Stage 0 would be ‘awake’ and you have a lot of conscious brain activity, observing surroundings and planning action.

As you relax, you enter stage 1, which still feels very awake to people. But during this stage, conscious brain activity shuts off and the brain only turns it back on sometimes (probably so threats and danger don’t catch you by surprise). During stage 1, your thought patterns load and re-experience memories without much conscious control over them.

Then stage 2 begins, and the bursts of ‘awake’ activity stop. Although at this point you have entered ‘sleep’, almost 40% of individuals still have clear enough memory to consider this ‘awake’ and not realize how much their brain activity has been affected. This is the type of sleep some call light sleep.
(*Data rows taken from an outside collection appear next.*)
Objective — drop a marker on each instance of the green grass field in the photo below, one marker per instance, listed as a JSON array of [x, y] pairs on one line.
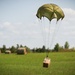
[[62, 63]]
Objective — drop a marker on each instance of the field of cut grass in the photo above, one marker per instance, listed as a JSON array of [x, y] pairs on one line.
[[62, 63]]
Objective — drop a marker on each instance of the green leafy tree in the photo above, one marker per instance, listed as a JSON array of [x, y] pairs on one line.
[[66, 46]]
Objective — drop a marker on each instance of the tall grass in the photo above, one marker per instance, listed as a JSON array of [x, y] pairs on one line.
[[62, 63]]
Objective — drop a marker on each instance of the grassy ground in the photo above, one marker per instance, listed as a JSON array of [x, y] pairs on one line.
[[62, 63]]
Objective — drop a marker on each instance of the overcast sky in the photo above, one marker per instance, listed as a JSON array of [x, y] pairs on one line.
[[19, 24]]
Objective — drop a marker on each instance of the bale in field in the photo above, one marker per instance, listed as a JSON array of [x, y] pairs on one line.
[[7, 52], [46, 62], [21, 51], [0, 51]]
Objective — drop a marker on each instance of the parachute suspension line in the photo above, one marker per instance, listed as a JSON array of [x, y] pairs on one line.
[[56, 29], [43, 34], [48, 38], [49, 34]]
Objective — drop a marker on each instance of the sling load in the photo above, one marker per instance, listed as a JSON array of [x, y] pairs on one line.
[[50, 11]]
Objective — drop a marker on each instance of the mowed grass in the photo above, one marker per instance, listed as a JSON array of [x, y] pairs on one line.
[[62, 63]]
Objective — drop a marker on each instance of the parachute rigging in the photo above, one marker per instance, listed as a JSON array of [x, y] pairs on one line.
[[50, 11]]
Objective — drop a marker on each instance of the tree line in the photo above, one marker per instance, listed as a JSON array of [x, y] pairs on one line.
[[57, 48]]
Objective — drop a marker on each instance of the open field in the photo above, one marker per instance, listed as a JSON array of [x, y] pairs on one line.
[[62, 63]]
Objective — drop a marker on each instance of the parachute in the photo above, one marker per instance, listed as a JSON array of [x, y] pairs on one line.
[[50, 11]]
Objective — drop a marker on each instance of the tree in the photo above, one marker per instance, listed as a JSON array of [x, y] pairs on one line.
[[66, 46], [56, 48]]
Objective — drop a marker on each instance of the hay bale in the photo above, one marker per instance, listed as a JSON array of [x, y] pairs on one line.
[[46, 62], [0, 51], [7, 52], [21, 51]]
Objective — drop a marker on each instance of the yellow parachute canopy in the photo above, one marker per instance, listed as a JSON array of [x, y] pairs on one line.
[[50, 11]]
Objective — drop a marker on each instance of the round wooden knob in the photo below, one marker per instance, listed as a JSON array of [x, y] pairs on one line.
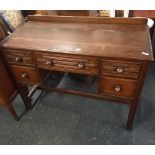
[[24, 76], [18, 59], [120, 70], [81, 65], [117, 88], [49, 62]]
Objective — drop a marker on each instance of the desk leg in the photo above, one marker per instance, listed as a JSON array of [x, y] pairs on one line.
[[10, 108], [131, 115], [23, 90]]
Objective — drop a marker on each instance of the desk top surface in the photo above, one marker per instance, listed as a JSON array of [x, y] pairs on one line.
[[107, 40]]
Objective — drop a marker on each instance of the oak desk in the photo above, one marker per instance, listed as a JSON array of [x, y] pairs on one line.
[[116, 50]]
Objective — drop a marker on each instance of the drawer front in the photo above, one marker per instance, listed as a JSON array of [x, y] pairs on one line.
[[121, 68], [67, 63], [19, 58], [25, 74], [118, 87]]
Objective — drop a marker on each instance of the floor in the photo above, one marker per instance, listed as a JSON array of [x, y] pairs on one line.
[[66, 119]]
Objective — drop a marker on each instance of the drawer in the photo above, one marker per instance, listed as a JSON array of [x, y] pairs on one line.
[[67, 63], [121, 68], [19, 58], [118, 87], [25, 74]]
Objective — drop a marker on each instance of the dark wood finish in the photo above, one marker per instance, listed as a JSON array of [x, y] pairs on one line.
[[8, 86], [67, 63], [72, 12], [19, 58], [90, 20], [7, 95], [118, 87], [117, 50], [5, 83], [25, 74], [121, 68]]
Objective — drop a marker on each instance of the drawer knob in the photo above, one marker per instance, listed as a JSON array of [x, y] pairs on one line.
[[18, 59], [24, 76], [49, 62], [120, 70], [81, 65], [117, 88]]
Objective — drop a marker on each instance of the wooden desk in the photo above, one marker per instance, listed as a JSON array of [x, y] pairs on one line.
[[117, 50]]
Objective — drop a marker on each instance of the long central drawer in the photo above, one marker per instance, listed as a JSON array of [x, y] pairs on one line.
[[67, 63]]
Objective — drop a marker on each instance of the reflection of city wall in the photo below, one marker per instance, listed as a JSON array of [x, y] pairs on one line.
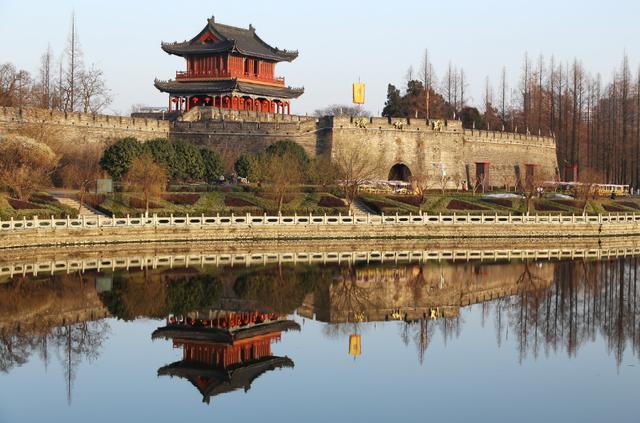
[[46, 232], [38, 305], [411, 292], [50, 261]]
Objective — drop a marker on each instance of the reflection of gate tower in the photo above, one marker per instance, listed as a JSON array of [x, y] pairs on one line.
[[226, 351]]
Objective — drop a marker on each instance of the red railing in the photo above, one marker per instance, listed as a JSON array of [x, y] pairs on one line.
[[248, 76]]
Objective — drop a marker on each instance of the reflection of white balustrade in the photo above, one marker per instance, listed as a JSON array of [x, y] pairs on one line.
[[154, 221], [257, 259]]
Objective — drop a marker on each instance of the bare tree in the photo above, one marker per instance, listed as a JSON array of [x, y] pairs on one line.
[[25, 165], [93, 92], [532, 186], [45, 79], [74, 68], [586, 188], [355, 164], [81, 170], [343, 110], [282, 174], [427, 76], [147, 177], [503, 97]]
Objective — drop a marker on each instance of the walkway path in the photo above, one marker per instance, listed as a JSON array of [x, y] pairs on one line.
[[359, 207], [63, 198]]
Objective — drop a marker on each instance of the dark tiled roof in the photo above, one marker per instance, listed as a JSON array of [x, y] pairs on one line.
[[220, 335], [218, 382], [226, 86], [241, 40]]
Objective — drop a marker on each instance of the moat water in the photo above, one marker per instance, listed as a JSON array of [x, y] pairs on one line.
[[438, 341]]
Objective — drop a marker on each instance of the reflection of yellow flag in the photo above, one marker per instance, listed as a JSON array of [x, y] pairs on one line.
[[358, 93], [355, 348]]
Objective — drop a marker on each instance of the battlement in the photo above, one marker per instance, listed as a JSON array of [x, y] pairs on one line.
[[512, 137], [402, 124], [206, 114]]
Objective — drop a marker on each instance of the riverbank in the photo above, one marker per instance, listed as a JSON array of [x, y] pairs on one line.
[[268, 229]]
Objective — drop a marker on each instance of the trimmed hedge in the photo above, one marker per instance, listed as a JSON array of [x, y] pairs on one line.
[[182, 199], [139, 204], [411, 200], [456, 204], [504, 202], [23, 205], [237, 202], [330, 202]]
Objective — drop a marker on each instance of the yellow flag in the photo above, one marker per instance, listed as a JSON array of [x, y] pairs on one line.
[[355, 347], [358, 93]]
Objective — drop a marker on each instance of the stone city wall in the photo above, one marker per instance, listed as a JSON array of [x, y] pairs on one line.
[[430, 148], [81, 127]]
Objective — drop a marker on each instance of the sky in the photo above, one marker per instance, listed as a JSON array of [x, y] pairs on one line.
[[340, 42]]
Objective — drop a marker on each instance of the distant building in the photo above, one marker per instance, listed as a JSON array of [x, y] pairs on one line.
[[231, 68]]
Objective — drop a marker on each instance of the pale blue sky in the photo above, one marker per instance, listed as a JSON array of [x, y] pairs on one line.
[[339, 41]]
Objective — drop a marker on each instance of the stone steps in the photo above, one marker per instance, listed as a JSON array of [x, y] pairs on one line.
[[75, 204], [358, 207]]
You can be woken up from it more easily than the next stage, because your sense of the outside world is still on, but very slow. The next stage is called Rapid Eye Movement (REM) sleep.

Then two further stages (3 and 4) exist, which include the commonly called “REM sleep”. During these stages, you begin to dream and most of your conscious thoughts have turned off. These are often called deep sleep because you become much harder to wake up and feel groggy if someone does wake you up. These stages almost universally register as “asleep” to the sleeper.

You can train your thought patterns enough to have awareness and a vivid memory during stages 3 and 4 of sleep, in a process called lucid dreaming. Lucid dreaming allows you to (seemingly) wake up during dreams and change them with conscious thoughts. In addition, the training allows you to remember dreams clearly enough to keep a dream journal or interpret them. Lucid dreaming is still very poorly understood, however research is beginning to identify differences in brain activity that suggest how it occurs.